Елизавета Михайловна, жена Куприна, предложила тост:
— За творческие успехи!
Дружно выпили шампанского.
Куприн немного разговорился, продолжал свой рассказ:
— Вышел я из полка, а у меня нет знаний — ни житейских, ни научных. Набросился я на книги, по сей день не могу насытиться чтением.
Бунин едва заметно улыбнулся. Сколько он знал Куприна, заподозрить его в ненасытной тяге к чтению было бы несправедливо. Хотя натура Куприна была в высшей степени талантливой, он все усваивал на лету, но что он по сей день не может «насытиться»… Нет, этого не было. Жил и развивался он как-то стихийно. Всякое море ему было по колено. Не ценил он ни своего ума, ни своего таланта, ни здоровья.

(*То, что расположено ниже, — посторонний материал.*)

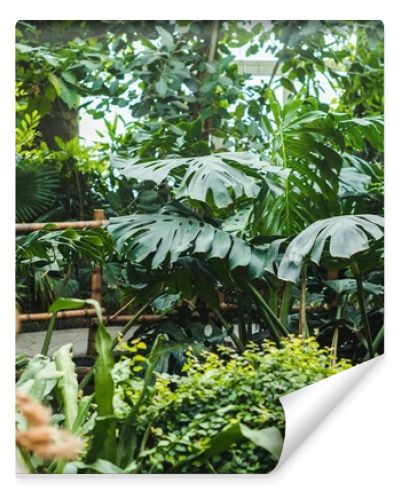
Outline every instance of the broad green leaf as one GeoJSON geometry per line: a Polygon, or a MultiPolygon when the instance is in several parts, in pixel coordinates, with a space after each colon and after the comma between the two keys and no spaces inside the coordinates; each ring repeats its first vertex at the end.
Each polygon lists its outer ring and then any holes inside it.
{"type": "Polygon", "coordinates": [[[72,344],[62,346],[54,354],[54,359],[57,370],[62,372],[57,385],[63,400],[65,427],[72,430],[78,415],[78,378],[72,361],[72,344]]]}
{"type": "Polygon", "coordinates": [[[194,460],[207,460],[213,456],[220,455],[233,444],[240,443],[246,439],[267,450],[275,460],[279,460],[283,447],[283,438],[278,428],[250,429],[244,424],[235,422],[228,424],[213,436],[204,450],[175,464],[174,469],[179,469],[182,465],[194,460]]]}
{"type": "Polygon", "coordinates": [[[341,215],[311,224],[289,244],[279,266],[278,277],[295,283],[306,258],[320,264],[329,242],[329,255],[347,264],[354,255],[370,248],[371,240],[383,238],[383,217],[341,215]]]}
{"type": "Polygon", "coordinates": [[[139,163],[138,159],[113,158],[112,164],[127,179],[151,180],[160,184],[167,177],[172,177],[179,185],[176,199],[190,198],[211,203],[217,208],[227,207],[242,197],[255,198],[261,180],[276,174],[257,155],[245,152],[145,163],[139,163]]]}
{"type": "Polygon", "coordinates": [[[114,366],[113,342],[102,323],[99,323],[97,328],[96,351],[98,356],[94,365],[94,383],[98,416],[93,430],[88,460],[104,458],[113,461],[116,453],[116,422],[113,409],[114,382],[111,376],[114,366]]]}
{"type": "Polygon", "coordinates": [[[254,444],[269,451],[275,460],[279,460],[283,448],[281,431],[277,427],[266,427],[265,429],[249,429],[246,425],[240,425],[243,436],[250,439],[254,444]]]}
{"type": "Polygon", "coordinates": [[[205,459],[211,458],[214,455],[220,455],[227,450],[232,444],[243,440],[241,424],[234,423],[227,425],[224,429],[218,432],[210,439],[206,449],[201,453],[205,459]]]}
{"type": "Polygon", "coordinates": [[[58,78],[58,76],[55,75],[54,73],[49,73],[47,78],[49,79],[49,82],[53,85],[55,91],[57,92],[57,95],[61,95],[62,85],[60,78],[58,78]]]}
{"type": "Polygon", "coordinates": [[[78,104],[78,92],[73,84],[67,83],[63,78],[59,78],[54,73],[48,74],[49,82],[53,85],[57,95],[70,108],[75,108],[78,104]]]}
{"type": "Polygon", "coordinates": [[[30,394],[38,401],[44,401],[63,373],[57,371],[56,364],[49,358],[37,354],[28,365],[16,384],[17,389],[30,394]]]}
{"type": "Polygon", "coordinates": [[[90,406],[93,403],[94,394],[90,394],[88,396],[83,396],[78,402],[78,413],[76,415],[74,425],[72,426],[72,431],[77,435],[83,435],[82,432],[83,424],[87,420],[90,406]]]}
{"type": "Polygon", "coordinates": [[[194,217],[128,215],[110,219],[107,229],[120,254],[131,262],[143,262],[151,256],[152,269],[173,264],[184,255],[227,259],[230,270],[251,262],[248,243],[194,217]]]}
{"type": "Polygon", "coordinates": [[[79,461],[69,462],[63,469],[63,474],[77,474],[78,470],[89,470],[97,474],[131,474],[137,469],[136,462],[130,463],[125,469],[121,469],[109,460],[99,458],[93,463],[79,461]]]}
{"type": "Polygon", "coordinates": [[[165,314],[166,312],[171,311],[174,309],[174,307],[176,307],[179,299],[179,293],[163,293],[162,295],[159,295],[156,299],[154,299],[151,305],[158,314],[165,314]]]}
{"type": "Polygon", "coordinates": [[[156,83],[156,90],[160,97],[165,97],[167,95],[168,85],[163,78],[161,78],[161,80],[158,80],[158,82],[156,83]]]}
{"type": "Polygon", "coordinates": [[[88,464],[87,468],[97,472],[98,474],[129,474],[135,471],[136,463],[132,462],[125,469],[121,469],[112,462],[108,460],[103,460],[101,458],[97,459],[92,464],[88,464]]]}
{"type": "MultiPolygon", "coordinates": [[[[329,286],[336,293],[356,293],[357,282],[355,279],[341,279],[341,280],[326,280],[325,285],[329,286]]],[[[367,293],[373,295],[383,295],[384,286],[376,283],[370,283],[363,280],[363,288],[367,293]]]]}
{"type": "Polygon", "coordinates": [[[70,108],[76,108],[78,105],[78,91],[75,86],[67,84],[64,80],[60,80],[61,92],[60,98],[65,102],[65,104],[70,108]]]}
{"type": "Polygon", "coordinates": [[[164,47],[169,51],[173,50],[175,44],[174,44],[174,38],[171,35],[171,33],[169,33],[169,31],[167,31],[162,26],[156,26],[156,30],[161,37],[164,47]]]}
{"type": "Polygon", "coordinates": [[[72,71],[63,71],[61,73],[61,76],[66,82],[71,83],[72,85],[76,85],[77,78],[72,71]]]}

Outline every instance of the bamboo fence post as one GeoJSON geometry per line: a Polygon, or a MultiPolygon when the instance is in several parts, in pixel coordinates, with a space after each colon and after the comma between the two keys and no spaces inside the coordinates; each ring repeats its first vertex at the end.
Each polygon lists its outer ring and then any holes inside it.
{"type": "MultiPolygon", "coordinates": [[[[95,208],[93,211],[93,219],[95,221],[105,221],[106,216],[104,210],[102,208],[95,208]]],[[[102,286],[102,272],[101,266],[96,264],[92,271],[92,282],[91,282],[91,294],[90,297],[101,305],[102,304],[102,294],[101,294],[101,286],[102,286]]],[[[88,333],[88,342],[86,354],[93,355],[96,353],[96,332],[97,332],[97,321],[92,319],[90,321],[89,333],[88,333]]]]}

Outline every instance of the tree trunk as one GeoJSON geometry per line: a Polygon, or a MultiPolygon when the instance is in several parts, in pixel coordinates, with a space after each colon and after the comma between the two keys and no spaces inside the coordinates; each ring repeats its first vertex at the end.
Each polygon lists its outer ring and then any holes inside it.
{"type": "Polygon", "coordinates": [[[51,111],[40,120],[39,131],[42,134],[41,140],[46,142],[50,149],[58,149],[54,137],[70,141],[79,135],[78,110],[69,109],[60,98],[57,98],[51,111]]]}

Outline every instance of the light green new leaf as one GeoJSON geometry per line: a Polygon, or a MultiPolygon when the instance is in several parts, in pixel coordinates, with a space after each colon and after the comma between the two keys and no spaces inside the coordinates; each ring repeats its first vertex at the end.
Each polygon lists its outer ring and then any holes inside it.
{"type": "Polygon", "coordinates": [[[49,307],[49,312],[57,313],[59,311],[71,309],[82,309],[86,305],[93,306],[96,310],[99,321],[103,321],[103,313],[101,311],[100,304],[97,302],[97,300],[92,299],[70,299],[60,297],[51,304],[51,306],[49,307]]]}
{"type": "Polygon", "coordinates": [[[30,394],[38,401],[44,401],[54,387],[62,372],[56,370],[54,361],[37,354],[29,360],[16,384],[17,389],[30,394]]]}
{"type": "Polygon", "coordinates": [[[116,422],[114,419],[114,382],[111,376],[114,366],[113,342],[110,334],[100,323],[96,335],[97,359],[94,366],[95,401],[98,418],[93,431],[89,459],[114,460],[116,453],[116,422]]]}
{"type": "Polygon", "coordinates": [[[72,344],[62,346],[54,354],[54,359],[57,370],[62,372],[57,385],[63,399],[65,427],[72,430],[78,415],[78,378],[72,361],[72,344]]]}
{"type": "Polygon", "coordinates": [[[240,430],[247,439],[257,446],[269,451],[275,460],[279,460],[283,448],[283,438],[277,427],[266,427],[265,429],[249,429],[241,424],[240,430]]]}

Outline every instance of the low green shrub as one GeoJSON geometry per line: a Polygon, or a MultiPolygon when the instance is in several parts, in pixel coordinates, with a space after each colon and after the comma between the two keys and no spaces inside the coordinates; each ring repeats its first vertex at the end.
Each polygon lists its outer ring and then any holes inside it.
{"type": "MultiPolygon", "coordinates": [[[[141,346],[135,343],[133,355],[113,368],[113,404],[119,419],[126,418],[142,392],[137,375],[145,361],[141,346]]],[[[269,472],[278,457],[254,440],[236,440],[220,453],[205,451],[215,436],[236,423],[255,430],[275,427],[283,435],[285,416],[279,398],[349,366],[344,360],[332,366],[330,351],[313,339],[290,338],[281,349],[270,342],[254,344],[242,355],[221,346],[204,352],[201,359],[189,351],[185,374],[156,374],[142,406],[136,429],[137,471],[269,472]]]]}
{"type": "MultiPolygon", "coordinates": [[[[146,356],[142,340],[121,342],[124,354],[114,364],[111,337],[101,324],[94,394],[84,396],[71,347],[57,351],[55,361],[32,358],[17,388],[50,406],[52,425],[79,436],[84,452],[66,462],[19,450],[31,472],[266,473],[283,444],[279,398],[350,366],[334,364],[313,339],[290,337],[281,349],[264,342],[242,354],[226,346],[200,357],[188,351],[181,375],[157,373],[157,360],[168,349],[162,335],[146,356]]],[[[17,414],[17,428],[24,427],[17,414]]]]}

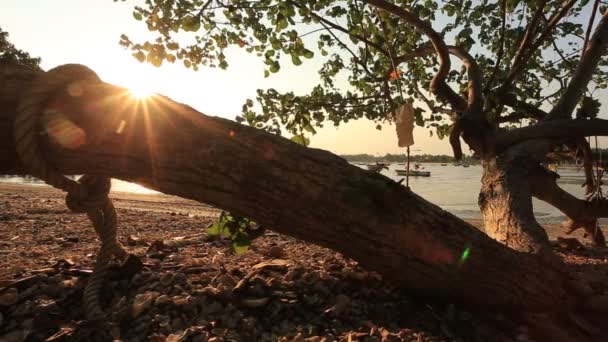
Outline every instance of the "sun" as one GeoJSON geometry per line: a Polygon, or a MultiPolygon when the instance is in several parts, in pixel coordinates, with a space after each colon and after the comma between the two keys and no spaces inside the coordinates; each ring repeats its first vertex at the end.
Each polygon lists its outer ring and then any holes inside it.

Спустя годы Бунин будет вспоминать своего старого друга с нежностью и болью:
«Восемнадцать лет тому назад, когда мы жили с ним и его второй женой уже в Париже, — самыми близкими соседями, в одном и том же доме, — и он пил особенно много, доктор, осмотревший его, однажды твердо сказал нам: «Если он пить не бросит, жить ему осталось не больше шести месяцев». Но он и не подумал бросить пить и держался после того еще лет пятнадцать, «молодцом во всех отношениях», как говорили некоторые. Но всему есть предел, настал конец и редким силам моего друга: года три тому назад, приехав с юга, я как-то встретил его на улице и внутренне ахнул: и следа не осталось от прежнего Куприна! Он шел мелкими, жалкими шажками, плелся такой худенький, слабенький, что, казалось, первый порыв ветра сдует его с ног, не сразу узнал меня, потом обнял с такой трогательной нежностью, с такой грустной кротостью, что у меня слезы навернулись на глаза. Как-то я получил от него открытку в две-три строчки, — такие крупные, дрожащие каракули и с такими нелепыми пропусками букв, точно их выводил ребенок… Все это и было причиной того, что за последние два года я не видал его ни разу, ни разу не навестил его: да простит мне Бог — не в силах был видеть его в таком состоянии.